The previous description of the disclosed embodiments is provided to enable any person skilled in the art to make or use the present application. Various modifications to these embodiments will be readily apparent to those skilled in the art, and the generic principles defined herein may be applied to other embodiments without departing from the spirit or scope of the application.
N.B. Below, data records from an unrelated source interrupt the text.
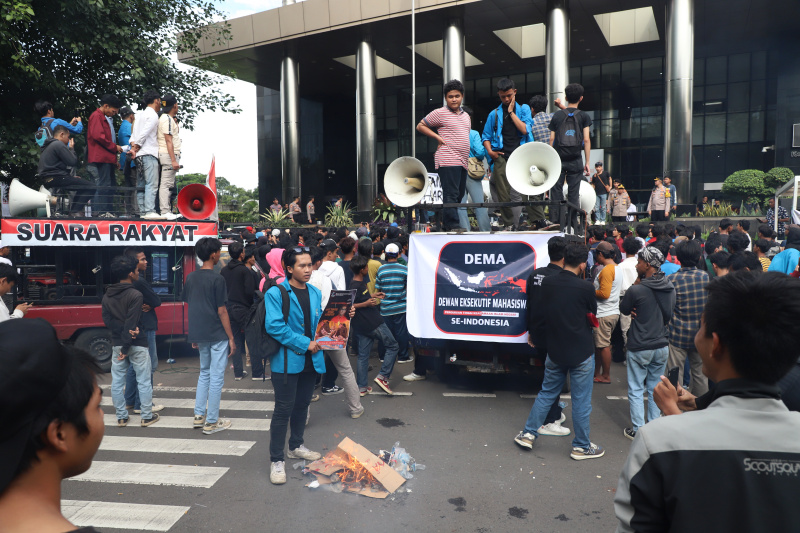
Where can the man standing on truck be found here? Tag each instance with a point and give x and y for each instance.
(210, 333)
(149, 323)
(122, 310)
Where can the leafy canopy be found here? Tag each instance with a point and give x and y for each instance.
(71, 52)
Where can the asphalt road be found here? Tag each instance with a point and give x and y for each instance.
(476, 478)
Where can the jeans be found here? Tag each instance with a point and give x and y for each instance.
(139, 359)
(147, 178)
(454, 183)
(644, 371)
(291, 407)
(103, 175)
(581, 376)
(365, 340)
(397, 325)
(131, 391)
(475, 192)
(601, 207)
(167, 182)
(213, 358)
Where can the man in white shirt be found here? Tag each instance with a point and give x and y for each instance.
(144, 148)
(169, 153)
(8, 278)
(627, 269)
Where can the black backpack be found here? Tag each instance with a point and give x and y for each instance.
(260, 343)
(569, 136)
(43, 133)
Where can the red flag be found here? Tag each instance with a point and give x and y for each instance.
(211, 183)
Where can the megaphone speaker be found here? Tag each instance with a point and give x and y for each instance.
(196, 202)
(406, 181)
(533, 168)
(587, 196)
(22, 198)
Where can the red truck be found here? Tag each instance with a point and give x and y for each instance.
(64, 271)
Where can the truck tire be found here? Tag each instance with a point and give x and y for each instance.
(98, 343)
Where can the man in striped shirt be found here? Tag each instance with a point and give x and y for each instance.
(452, 127)
(392, 280)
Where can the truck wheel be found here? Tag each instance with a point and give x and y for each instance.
(98, 343)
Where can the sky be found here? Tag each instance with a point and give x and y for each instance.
(230, 138)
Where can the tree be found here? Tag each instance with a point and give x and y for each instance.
(70, 52)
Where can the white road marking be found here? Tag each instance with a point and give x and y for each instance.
(185, 422)
(188, 403)
(160, 445)
(468, 395)
(113, 515)
(152, 474)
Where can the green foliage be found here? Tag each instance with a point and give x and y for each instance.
(778, 177)
(71, 52)
(338, 216)
(745, 185)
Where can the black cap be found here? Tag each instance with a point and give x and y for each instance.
(34, 367)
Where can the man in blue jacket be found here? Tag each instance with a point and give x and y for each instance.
(296, 364)
(507, 128)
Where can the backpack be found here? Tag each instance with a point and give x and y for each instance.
(260, 343)
(44, 133)
(569, 137)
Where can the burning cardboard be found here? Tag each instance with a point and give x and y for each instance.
(357, 470)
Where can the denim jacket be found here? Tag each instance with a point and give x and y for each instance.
(290, 334)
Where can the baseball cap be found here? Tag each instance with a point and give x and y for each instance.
(32, 375)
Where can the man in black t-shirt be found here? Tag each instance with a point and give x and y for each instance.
(368, 326)
(571, 167)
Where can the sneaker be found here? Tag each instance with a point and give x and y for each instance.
(383, 383)
(277, 473)
(554, 429)
(592, 452)
(525, 439)
(150, 421)
(302, 452)
(216, 427)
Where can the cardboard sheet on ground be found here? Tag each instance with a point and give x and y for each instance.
(336, 460)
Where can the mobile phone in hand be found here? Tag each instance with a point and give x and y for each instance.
(672, 376)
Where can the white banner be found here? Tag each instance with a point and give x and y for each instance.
(472, 286)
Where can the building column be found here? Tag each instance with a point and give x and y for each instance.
(366, 162)
(556, 51)
(679, 88)
(290, 127)
(453, 52)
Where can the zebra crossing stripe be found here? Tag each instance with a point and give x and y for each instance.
(113, 515)
(165, 445)
(152, 474)
(186, 422)
(188, 403)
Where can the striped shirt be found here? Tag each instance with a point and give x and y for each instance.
(454, 128)
(392, 279)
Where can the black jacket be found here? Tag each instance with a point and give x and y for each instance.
(566, 300)
(654, 300)
(56, 159)
(122, 309)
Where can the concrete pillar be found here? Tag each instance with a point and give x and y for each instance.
(679, 87)
(557, 51)
(366, 162)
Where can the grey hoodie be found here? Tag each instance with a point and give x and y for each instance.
(653, 299)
Thus, the present application is not intended to be limited to the embodiments shown herein but is to be accorded the widest scope consistent with the principles and novel features disclosed herein.

Claims

1. An implementation method of an LDPC decoder based on hardware implementation, the hardware comprising:

a set of ROMs for storing the position and size of non-zero elements in the matrix;

the variable node RAMs are used for storing values of variable nodes, and the number of the variable node RAMs is equal to the size of the expansion factor;

a set of check node RAMs for storing the values of the check nodes;

a group of temporary buffer RAMs for storing temporary comparison values between each line, wherein the number of the temporary buffer RAMs is equal to the product of the size of the expansion factor and the maximum value of each line of non-zero elements of the matrix;

the subtracter, the comparator and the adder are sequentially arranged;

the LDPC decoder implementation method comprises the following steps:

2. The method for implementing the LDPC decoder according to claim 1, wherein the initialization formula of step 1 is

3. The method for implementing the LDPC decoder according to claim 1, wherein the check node update formula of step 2 is as follows

If the first iteration is the case, then,

4. The method for implementing the LDPC decoder according to claim 1, wherein the variable node update formula of step 3 is as follows

Wherein the content of the first and second substances,iin order to be a column,jto move，lIn order to be able to perform the number of iterations,Pis an initial value.